🤖 AI Summary
This paper uncovers two fundamental vulnerabilities in the Galileo Open Service Navigation Message Authentication (OSNMA) protocol: Artificially Controllable Time Synchronization (ATS) and Interruptible Message Authentication (IMA), rendering it susceptible to replay, forgery, and splice-replay spoofing attacks. To demonstrate practical exploitability, we propose— for the first time—three time-synchronization-compliant attack classes: Time-Synchronized Replay (TSR), Time-Synchronized Forgery (TSF), and Splice Replay (CR). Notably, TSF is the first OSNMA-compliant navigation message forgery attack satisfying all protocol-imposed temporal constraints, enabling arbitrary positioning deception. All attacks are rigorously validated using OSNMAlib and successfully implemented on both a software-defined radio platform and a commercial Septentrio receiver.
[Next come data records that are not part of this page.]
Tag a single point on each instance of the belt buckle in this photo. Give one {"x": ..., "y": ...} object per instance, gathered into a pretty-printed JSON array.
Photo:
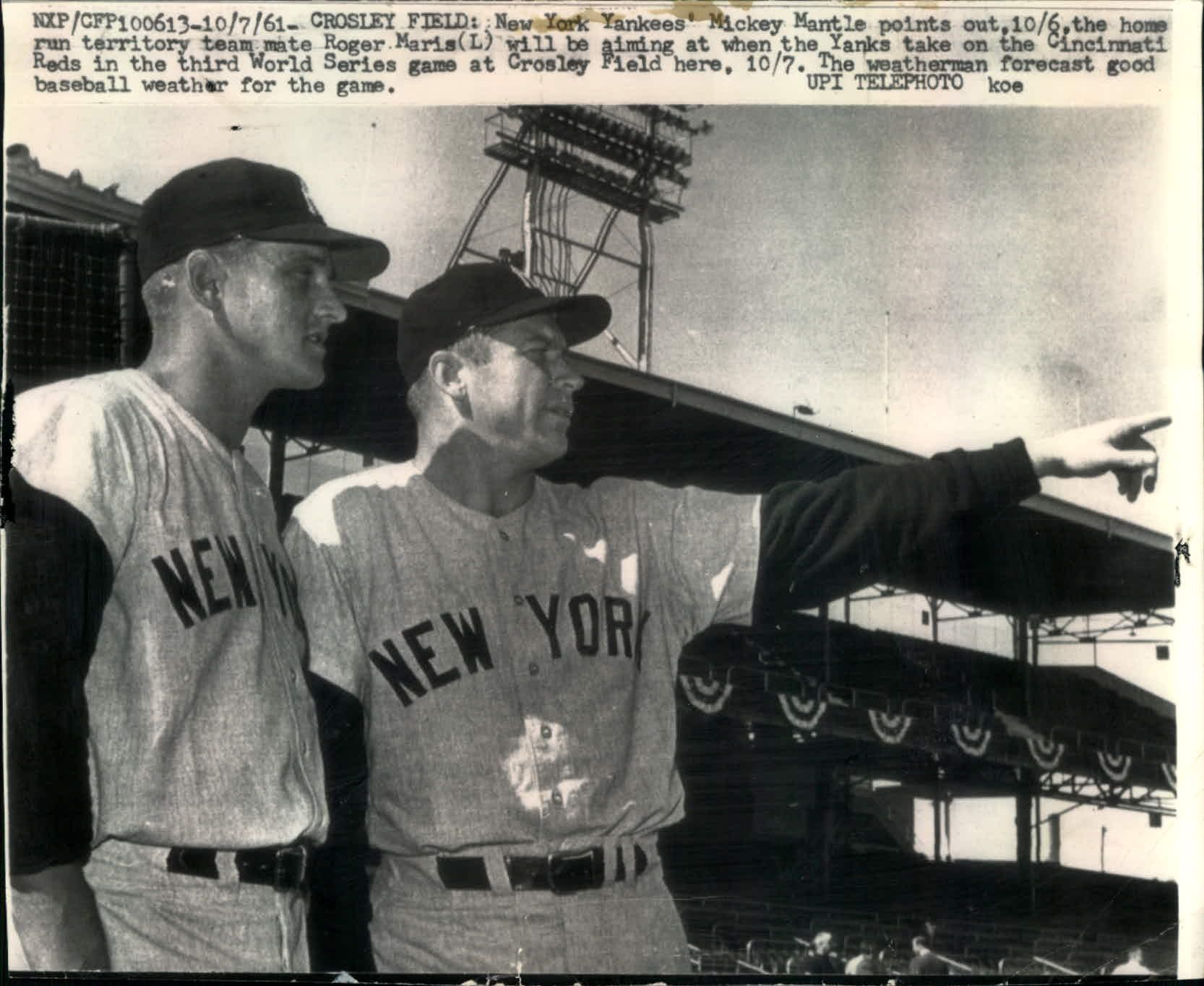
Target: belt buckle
[
  {"x": 281, "y": 870},
  {"x": 575, "y": 868}
]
Experimental results confirm a substantive security failure of OSNMA in open-service deployments, undermining its claimed authentication guarantees against real-world adversarial threats.
📝 Abstract
This paper examines the Galileo Open Service Navigation Message Authentication (OSNMA) and, for the first time, discovers two critical vulnerabilities, namely artificially-manipulated time synchronization (ATS) and interruptible message authentication (IMA). ATS allows attackers falsify a receiver's signals and/or local reference time (LRT) while still fulfilling the time synchronization (TS) requirement. IMA allows temporary interruption of the navigation data authentication process due to the reception of a broken message (probably caused by spoofing attacks) and restores the authentication later. By exploiting the ATS vulnerability, we propose a TS-comply replay (TSR) attack with two variants (real-time and non-real-time), where attackers replay signals to a victim receiver while strictly complying with the TS rule. We further propose a TS-comply forgery (TSF) attack, where attackers first use a previously-disclosed key to forge a message based on the OSNMA protocol, then tamper with the vitcim receiver's LRT correspondingly to comply with the TS rule and finally transmit the forged message to the receiver. Finally, we propose a concatenating replay (CR) attack based on the IMA vulnerability, where attackers concatenate replayed signals to the victim receiver's signals in a way that still enables correct verification of the navigation data in the replayed signals. To validate the effectiveness of the proposed attacks, we conduct real-world experiments with a commercial Galileo receiver manufactured by Septentrio, two software-defined radio (SDR) devices, open-source Galileo-SDR-SIM and OSNMAlib software. The results showed that all the attacks can successfully pass the OSNMA scheme and the TSF attack can spoof receivers to arbitrary locations.